Place the numbers 1-9 in the boxes so that the difference of each pair of numbers joined by a line is at least three. The number 8 has already been placed.

(In reply to

re: solution by reasoning by ed bottemiller)

Ed,

It took me very short time to solve the puzzle while it was on the review board. The reasons I did not rush to post it as soon

as I saw it published were :

a)I do not like to provide just answers with no explanation .

b) In this case, as in many others, solving was much easier and faster than summing up the process of finding a qualifying answer.

In a nutshell,- while reading the post I grasped the division of 9 digits into a rich set **R(1,2,8,9)** and poor set** P(3,4,5,6,7).**

Member of R have 5 eligible numbers as neighbors,the rest only 4.

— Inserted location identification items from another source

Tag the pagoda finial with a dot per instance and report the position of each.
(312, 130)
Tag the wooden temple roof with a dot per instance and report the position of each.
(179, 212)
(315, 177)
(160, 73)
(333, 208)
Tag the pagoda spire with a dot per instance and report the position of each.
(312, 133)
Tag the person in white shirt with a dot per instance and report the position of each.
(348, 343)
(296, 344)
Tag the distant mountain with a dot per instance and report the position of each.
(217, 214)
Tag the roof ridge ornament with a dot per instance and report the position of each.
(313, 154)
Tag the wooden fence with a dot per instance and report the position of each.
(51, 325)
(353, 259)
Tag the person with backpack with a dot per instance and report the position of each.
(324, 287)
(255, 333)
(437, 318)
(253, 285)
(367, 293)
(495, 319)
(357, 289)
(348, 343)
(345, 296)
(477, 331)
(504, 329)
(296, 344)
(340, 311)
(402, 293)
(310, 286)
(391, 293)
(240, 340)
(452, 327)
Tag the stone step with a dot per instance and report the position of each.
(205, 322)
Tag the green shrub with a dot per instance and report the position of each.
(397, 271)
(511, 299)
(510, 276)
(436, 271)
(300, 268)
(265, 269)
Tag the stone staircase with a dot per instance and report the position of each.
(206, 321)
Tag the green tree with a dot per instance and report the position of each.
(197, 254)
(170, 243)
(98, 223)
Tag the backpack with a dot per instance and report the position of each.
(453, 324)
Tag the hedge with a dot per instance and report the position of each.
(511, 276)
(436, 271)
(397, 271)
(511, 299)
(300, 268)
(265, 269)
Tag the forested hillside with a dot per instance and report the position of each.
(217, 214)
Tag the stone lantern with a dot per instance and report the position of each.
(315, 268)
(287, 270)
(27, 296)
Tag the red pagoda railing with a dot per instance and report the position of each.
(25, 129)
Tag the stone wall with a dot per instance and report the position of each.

Calling the squares asv follows: **ABC** -upper row; **DEF** -mid and **GHI** low and counting the branches outgoing from each of them - I get **H **as calling for a member of the R set, i.e. **1,2, or 9** -8 being placed in A by problem's initial condition.

Assigning 1 to H, D could be either 4 or 5.

etc etc

I continue in this way, keeping track of used (spent) links.

This process cannot be called analytical, but is not an "exaustive "

search (checking each of 8! possible permutations) but rather a selective and ordered sequence of trying at each stage to advance with the most likely candidate.

Once reaching a solution - no need, other than curiosity, to prove uniqueness or look after additional solution.

I believe that you did not use a blind comprehensive search and since you have forced me to spend 33 minutes to write doen what took 6-7 minutes to solve - i would like you to reciprocate with a short description of your method.

As they say: I've shown you mine , now show me yours.

t